California school bans all Christian books

A school in California has caused controversy by banning all Christian material from its library.

Staff at the library were told to remove all books with a Christian message, authored by Christians or published by a Christian company.

One of the books to be removed was Corrie ten Boom’s ‘The Hiding Place’, the story of a Christian family who helped Jews escape the Holocaust.

Violation

A parent of students enrolled at Springs Charter Schools contacted the Pacific Justice Institute (PJI), a religious advocacy group, after talking to library personnel.

She was shocked at the number of books being removed from shelves to be given away.

As a result the PJI contacted the school to alert them that in banning the books, they were violating the First Amendment.

Sectarian

The school’s Superintendent Kathleen Hermsmeyer, responded to the PJI in a letter writing: “We do not purchase sectarian educational materials and do not allow sectarian materials on our state-authorized lending shelves”.

Corrie ten Boom’s ‘The Hiding Place’, a true story of courage and compassion by Christians in Nazi Germany, is one of many titles deemed “sectarian”.

President of the PJI, Brad Dacus commented: “It is alarming that a school library would attempt to purge books from religious authors.

Purging

“Indeed, some of the greatest literature of Western Civilization comes from people of faith.
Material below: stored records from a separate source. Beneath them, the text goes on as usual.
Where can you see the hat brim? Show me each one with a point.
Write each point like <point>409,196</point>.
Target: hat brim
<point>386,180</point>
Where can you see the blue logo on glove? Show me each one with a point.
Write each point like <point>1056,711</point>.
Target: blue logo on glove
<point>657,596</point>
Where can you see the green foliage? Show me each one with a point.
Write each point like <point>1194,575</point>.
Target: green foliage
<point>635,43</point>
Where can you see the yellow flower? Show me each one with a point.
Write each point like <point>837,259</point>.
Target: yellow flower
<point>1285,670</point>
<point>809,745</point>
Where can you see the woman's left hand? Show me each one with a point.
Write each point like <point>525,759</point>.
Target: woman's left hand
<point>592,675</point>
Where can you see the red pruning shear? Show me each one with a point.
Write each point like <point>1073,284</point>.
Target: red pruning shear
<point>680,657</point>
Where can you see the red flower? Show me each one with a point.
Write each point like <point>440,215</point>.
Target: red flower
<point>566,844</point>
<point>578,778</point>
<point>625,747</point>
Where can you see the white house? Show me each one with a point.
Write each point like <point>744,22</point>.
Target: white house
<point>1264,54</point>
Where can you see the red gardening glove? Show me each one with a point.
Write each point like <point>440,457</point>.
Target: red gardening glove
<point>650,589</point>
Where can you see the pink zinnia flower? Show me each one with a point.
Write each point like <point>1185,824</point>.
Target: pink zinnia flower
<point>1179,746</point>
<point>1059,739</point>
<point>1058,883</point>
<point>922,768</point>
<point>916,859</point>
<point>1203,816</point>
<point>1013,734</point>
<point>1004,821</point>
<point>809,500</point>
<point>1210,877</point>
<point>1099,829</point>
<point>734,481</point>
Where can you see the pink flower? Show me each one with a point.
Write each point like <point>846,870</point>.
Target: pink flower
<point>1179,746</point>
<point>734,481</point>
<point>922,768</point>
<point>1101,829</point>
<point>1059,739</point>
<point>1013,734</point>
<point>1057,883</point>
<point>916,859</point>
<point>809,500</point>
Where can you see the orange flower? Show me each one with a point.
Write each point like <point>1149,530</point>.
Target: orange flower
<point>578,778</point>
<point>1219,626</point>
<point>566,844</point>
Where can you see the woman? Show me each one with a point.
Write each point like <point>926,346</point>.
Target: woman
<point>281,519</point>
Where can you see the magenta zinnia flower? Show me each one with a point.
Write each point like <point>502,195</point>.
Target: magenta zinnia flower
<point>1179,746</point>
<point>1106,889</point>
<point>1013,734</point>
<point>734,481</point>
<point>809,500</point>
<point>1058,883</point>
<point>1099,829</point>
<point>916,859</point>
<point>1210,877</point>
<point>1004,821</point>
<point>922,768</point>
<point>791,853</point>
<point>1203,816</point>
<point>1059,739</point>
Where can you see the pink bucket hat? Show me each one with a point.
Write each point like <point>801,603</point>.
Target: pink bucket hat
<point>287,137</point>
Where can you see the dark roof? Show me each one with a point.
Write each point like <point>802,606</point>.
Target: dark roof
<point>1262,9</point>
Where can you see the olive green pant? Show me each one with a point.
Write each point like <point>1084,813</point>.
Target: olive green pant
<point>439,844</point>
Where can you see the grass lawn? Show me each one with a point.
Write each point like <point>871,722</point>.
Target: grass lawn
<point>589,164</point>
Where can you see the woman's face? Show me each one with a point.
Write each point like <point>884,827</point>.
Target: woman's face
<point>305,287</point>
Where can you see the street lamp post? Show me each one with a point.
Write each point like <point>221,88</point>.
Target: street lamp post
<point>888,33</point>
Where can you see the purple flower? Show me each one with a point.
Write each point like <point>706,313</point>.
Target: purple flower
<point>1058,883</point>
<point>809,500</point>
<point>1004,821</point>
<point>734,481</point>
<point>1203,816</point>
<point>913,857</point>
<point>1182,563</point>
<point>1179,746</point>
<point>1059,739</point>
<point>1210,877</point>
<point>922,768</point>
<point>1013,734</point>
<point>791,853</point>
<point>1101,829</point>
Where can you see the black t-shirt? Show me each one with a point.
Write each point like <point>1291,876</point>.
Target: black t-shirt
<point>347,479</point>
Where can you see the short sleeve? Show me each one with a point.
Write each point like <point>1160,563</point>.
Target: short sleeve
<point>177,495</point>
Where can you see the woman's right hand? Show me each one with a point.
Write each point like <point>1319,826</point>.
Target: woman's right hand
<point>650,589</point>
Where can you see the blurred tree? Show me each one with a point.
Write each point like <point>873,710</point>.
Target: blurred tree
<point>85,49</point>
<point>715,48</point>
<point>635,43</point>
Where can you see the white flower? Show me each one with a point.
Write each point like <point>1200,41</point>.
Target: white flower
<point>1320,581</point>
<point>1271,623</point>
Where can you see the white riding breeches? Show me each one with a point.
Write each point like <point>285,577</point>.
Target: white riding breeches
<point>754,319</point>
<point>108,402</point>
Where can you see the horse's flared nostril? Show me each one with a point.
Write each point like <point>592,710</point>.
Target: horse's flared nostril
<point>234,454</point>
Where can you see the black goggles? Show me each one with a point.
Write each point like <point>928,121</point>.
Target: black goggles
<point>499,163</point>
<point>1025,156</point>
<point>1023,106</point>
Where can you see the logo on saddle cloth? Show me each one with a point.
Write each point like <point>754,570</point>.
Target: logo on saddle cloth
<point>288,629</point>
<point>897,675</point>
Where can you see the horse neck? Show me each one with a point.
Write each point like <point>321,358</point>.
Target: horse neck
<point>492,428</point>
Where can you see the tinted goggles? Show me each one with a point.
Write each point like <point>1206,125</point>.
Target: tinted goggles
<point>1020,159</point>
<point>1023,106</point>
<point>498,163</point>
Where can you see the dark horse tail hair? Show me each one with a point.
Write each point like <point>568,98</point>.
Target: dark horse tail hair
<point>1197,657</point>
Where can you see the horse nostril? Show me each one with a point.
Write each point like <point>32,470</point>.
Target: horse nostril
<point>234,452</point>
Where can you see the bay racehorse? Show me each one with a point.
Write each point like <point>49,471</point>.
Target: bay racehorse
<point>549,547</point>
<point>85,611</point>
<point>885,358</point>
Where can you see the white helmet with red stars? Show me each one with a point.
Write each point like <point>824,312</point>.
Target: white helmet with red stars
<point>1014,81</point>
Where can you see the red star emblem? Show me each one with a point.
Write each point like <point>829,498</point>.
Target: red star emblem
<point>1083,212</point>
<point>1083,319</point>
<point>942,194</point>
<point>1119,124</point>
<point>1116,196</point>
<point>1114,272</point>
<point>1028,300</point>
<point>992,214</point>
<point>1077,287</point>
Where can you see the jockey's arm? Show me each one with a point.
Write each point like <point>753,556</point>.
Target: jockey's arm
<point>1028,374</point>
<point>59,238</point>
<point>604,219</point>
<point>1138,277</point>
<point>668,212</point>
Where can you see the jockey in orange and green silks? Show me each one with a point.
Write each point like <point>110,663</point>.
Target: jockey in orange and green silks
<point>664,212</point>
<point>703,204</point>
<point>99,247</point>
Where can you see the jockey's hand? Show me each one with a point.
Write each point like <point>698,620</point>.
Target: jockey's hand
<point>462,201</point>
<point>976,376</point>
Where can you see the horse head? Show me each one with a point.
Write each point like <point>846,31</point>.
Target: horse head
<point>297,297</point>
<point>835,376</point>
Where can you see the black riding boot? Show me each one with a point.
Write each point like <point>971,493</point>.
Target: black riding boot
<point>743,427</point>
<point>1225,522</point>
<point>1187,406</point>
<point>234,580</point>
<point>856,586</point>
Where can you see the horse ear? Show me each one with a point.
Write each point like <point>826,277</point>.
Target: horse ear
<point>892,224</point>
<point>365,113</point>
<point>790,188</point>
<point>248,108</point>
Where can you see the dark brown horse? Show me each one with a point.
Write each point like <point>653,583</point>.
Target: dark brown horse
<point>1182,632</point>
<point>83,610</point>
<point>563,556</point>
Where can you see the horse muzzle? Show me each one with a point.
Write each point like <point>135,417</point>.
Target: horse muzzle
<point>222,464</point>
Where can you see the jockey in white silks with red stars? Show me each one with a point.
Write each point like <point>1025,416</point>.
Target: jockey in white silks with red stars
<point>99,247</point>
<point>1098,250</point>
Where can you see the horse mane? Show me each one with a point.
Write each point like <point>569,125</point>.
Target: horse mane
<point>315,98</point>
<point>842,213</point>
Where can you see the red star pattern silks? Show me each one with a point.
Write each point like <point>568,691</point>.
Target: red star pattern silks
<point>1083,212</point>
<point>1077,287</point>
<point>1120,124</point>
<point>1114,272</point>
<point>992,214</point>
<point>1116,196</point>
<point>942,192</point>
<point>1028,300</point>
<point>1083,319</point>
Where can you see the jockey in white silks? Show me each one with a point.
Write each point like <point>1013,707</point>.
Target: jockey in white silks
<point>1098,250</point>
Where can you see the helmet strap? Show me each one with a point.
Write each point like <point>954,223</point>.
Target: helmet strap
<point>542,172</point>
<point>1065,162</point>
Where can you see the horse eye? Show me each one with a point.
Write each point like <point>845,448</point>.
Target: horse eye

Are they going to ban the sermons or speeches of the Rev. Dr. Martin Luther King, Jr.?”

“Libraries cannot engage in an open purging of books simply because they are of a Christian perspective”, Dacus continued.

Dacus called the school to immediately reverse their “ill-conceived and illegal book-banning policy” or face further legal action.

Cultural vandalism

Earlier this year, the UK wide hotel chain Travelodge removed the Bible from all of its rooms, in a move criticised by the Church of England.

Bibles provided free by the Gideons were taken away to avoid discriminating against any other religion.

Writing on the Telegraph website, commentator Tim Stanley described Travelodge’s decision as “an act of cultural vandalism upon a tradition that goes back 126 years”.